Postou dali mesmo no restaurante e em poucos segundos já via vários comentários. Entregou o celular a Kauan para que ele visse as pessoas dizendo que ele era lindo, que eram um casal fofo, e alguns diziam que tinham perdido o crush.
Kauan se divertia e Eduardo, para a surpresa até dele mesmo, também. Logo em seguida eles foram embora e, aproveitando que o jornalista estava alegre, o estagiário aproveitou para fazer algumas perguntas.
— Eduardo... o cara que você gosta é a sua fonte? — perguntou de cara, fazendo Eduardo tremer.
— Como você sabe que eu gosto de alguém? — questionou, enquanto dirigia.
— Ah, eu acho que ouvi você comentar com a Dri uma vez. — ele explicou.
— Hum. É... ele é minha fonte, e ele tem namorado. E eu tenho que fingir que tenho namorado para que ele possa continuar sendo minha fonte. Uma merda, né? — ele confessou, já que o garoto era seu cúmplice naquela farsa.

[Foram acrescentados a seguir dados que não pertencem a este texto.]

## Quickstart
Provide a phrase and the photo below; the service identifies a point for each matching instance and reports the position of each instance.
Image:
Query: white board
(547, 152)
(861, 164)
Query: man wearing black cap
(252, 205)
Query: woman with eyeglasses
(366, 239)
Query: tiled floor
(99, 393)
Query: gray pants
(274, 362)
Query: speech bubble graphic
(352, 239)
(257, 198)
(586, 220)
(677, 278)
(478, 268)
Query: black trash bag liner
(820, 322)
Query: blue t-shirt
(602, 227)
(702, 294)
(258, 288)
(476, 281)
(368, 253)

— Nossa... que chato. — Kauan comentou, enciumado. — Como ele é? — quis saber, para torturar-se.
— Ele é lindo... — Eduardo suspirou. — Branquinho como você, mas ele tem o cabelo preto. Tem o rosto angelical e a fala mais firme e séria que eu já vi. — ele fez uma pausa. — Deve ser pouca coisa mais velho que você, e muito sério, misterioso.

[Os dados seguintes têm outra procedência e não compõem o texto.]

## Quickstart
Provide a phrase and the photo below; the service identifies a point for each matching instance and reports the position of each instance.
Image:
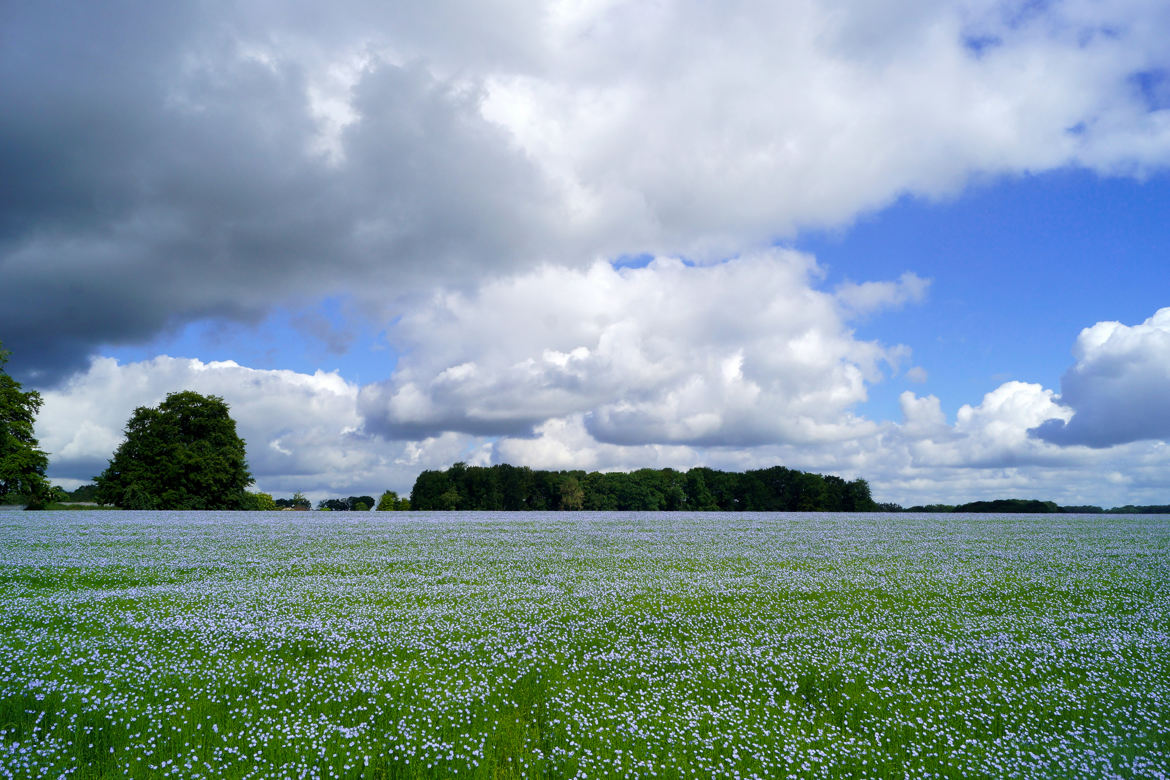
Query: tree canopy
(181, 454)
(511, 488)
(350, 504)
(22, 464)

— Nisso ele é bem diferente de mim. Não sou nada misterioso. — tentou rir.
— É. Nisso ele é mesmo... mas eu não sei muito sobre ele, queria saber, mas não sei... quem sabe se ele voltar a ser minha fonte e terminar com o namorado eu tenha uma chance? Mas não vai ser fácil. Ele é arredio, arisco, como um gatinho bravo. — sorria ao falar.
— Nossa. — Kauan queria chorar de raiva ao constatar que Eduardo era mais fofo do que ele imaginara. —Tomara que dê certo. — ele seguia mentindo.

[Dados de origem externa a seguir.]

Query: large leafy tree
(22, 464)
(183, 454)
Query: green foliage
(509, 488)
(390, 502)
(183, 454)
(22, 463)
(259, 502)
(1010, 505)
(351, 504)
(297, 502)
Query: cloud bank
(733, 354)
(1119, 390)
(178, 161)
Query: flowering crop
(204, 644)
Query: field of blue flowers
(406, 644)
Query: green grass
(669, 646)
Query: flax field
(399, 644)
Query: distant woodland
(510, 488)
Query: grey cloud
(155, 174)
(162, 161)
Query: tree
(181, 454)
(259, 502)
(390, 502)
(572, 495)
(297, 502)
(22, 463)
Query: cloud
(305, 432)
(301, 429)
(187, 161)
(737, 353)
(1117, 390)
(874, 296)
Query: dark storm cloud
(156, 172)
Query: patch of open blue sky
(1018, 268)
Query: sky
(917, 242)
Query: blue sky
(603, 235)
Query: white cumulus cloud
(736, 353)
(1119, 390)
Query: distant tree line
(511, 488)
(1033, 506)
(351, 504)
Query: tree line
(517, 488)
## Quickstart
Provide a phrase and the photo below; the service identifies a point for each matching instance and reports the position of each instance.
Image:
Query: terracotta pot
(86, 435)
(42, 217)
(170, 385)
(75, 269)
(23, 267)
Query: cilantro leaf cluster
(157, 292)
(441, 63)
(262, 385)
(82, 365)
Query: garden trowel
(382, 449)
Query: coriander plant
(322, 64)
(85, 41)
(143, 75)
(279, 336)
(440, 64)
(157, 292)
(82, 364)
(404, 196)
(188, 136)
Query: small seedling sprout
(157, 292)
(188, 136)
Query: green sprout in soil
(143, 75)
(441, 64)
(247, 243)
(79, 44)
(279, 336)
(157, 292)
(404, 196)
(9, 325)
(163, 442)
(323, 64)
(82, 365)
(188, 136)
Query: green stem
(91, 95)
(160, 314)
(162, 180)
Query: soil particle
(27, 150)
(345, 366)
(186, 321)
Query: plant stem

— Tomara. Com a sua ajuda talvez dê... sempre vou te agradecer por isso e...
— Não vou contar pra ninguém. Não se preocupe. Obrigado pelo jantar. Eu me diverti muito. Espero que as fotos ajudem. — falou e saiu, sem que Eduardo conseguisse terminar a frase.
Já entrou em casa chorando. Um choro leve, é verdade, mas cheio de frustração. Foi correndo para o quarto, deitou na cama e desabou. Sabia que não devia ter perguntado, mas impelido por uma vontade incontrolável ele ousou entrar naquele terreno proibido. Arrependeu-se. Passou horas ali deitado, arrependendo-se e se sentindo o maior dos idiotas.